I recall a few years ago, when I was running a web server (and a file server through an IRC bot) out of my house, back when it was still somewhat possible to do so. I was using Earthlink as my ISP. At the time their slogan (trademarked, by the way) was “It’s YOUR Internet”. Turned out it was actually more theirs. Turned out I needed to turn off my servers since according to their rules, I was running a business. And that was a no-no. The only thing was… I was NOT running a business. But they told me in no uncertain terms that I was, in spite of the reality that I was not. Turn off the servers, or we turn you off. Instead, I chose to move to another ISP whose policy did not prevent me from running any kind of server I wanted, with the exception of course being spam. Just a few years ago, this was an immediate and obvious option for me. At this point, not so much. Most ISPs will force you into a business level account to do such things, business or no business. And that’s fine for now. I don’t currently have the need to run bandwidth or processor intensive servers. But I pay for the ability to do so if I should feel the need or desire. Not everyone can do this. And that’s sad. Because it truly IS YOUR Internet. Your taxes paid for it’s development, your land and taxes paid for at least a large portion of its infrastructure. It’s time that more people remember this. So although I may not have any big solutions, I can remind as many people as I can that they have a say. Even if you disagree with me and others on how to proceed. I’ll shut up now and give you some basic resources.
EFF – Electronic Frontier Foundation (read its concerns about Net Neutrality carefully… they love it, but voice some valid concerns over how it’s implemented)

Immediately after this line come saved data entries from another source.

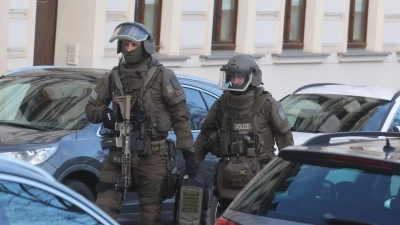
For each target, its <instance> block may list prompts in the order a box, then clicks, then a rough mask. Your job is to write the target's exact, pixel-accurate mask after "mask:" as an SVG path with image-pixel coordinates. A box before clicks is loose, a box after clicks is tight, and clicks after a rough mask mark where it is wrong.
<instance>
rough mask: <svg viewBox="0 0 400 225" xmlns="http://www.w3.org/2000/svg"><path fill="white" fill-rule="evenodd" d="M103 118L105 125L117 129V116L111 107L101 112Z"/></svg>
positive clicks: (104, 125)
mask: <svg viewBox="0 0 400 225" xmlns="http://www.w3.org/2000/svg"><path fill="white" fill-rule="evenodd" d="M101 119H102V120H103V124H104V127H105V128H107V129H109V130H112V131H115V124H116V123H117V117H116V116H115V114H114V113H113V111H112V110H111V109H109V108H105V109H104V110H103V112H102V113H101Z"/></svg>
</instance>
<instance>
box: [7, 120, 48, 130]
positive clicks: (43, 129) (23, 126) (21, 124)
mask: <svg viewBox="0 0 400 225" xmlns="http://www.w3.org/2000/svg"><path fill="white" fill-rule="evenodd" d="M0 124H3V125H8V126H13V127H22V128H30V129H34V130H41V131H48V130H50V129H49V128H47V127H42V126H39V125H33V124H22V123H12V122H5V121H1V122H0Z"/></svg>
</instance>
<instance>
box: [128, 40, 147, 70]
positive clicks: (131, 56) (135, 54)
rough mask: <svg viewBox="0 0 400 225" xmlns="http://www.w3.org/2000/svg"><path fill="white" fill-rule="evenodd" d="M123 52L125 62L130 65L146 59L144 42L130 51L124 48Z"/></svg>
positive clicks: (137, 63) (129, 65)
mask: <svg viewBox="0 0 400 225" xmlns="http://www.w3.org/2000/svg"><path fill="white" fill-rule="evenodd" d="M122 54H124V58H125V62H126V64H127V65H128V66H135V65H137V64H139V63H141V62H142V61H143V60H144V59H145V57H144V56H145V52H144V49H143V44H141V45H140V46H139V47H137V48H135V49H133V50H132V51H129V52H128V51H127V50H126V49H125V48H122Z"/></svg>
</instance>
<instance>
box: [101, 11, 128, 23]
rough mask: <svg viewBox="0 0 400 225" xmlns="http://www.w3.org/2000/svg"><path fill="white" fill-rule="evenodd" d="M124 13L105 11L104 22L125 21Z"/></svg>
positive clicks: (121, 12)
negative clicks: (104, 16) (109, 21)
mask: <svg viewBox="0 0 400 225" xmlns="http://www.w3.org/2000/svg"><path fill="white" fill-rule="evenodd" d="M126 14H127V12H126V11H107V13H106V21H126Z"/></svg>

There are hundreds of sites out there against Net Neutrality, most of them of dubious origin. Some of them are based on genuine concerns over regulation and an even larger number simply have never been exposed to the information they would need to come to an informed conclusion. People who makes “stands” without being informed deserve the scorn they receive. And I’ll be damned if I’ll take part in exposing people to their misinformation.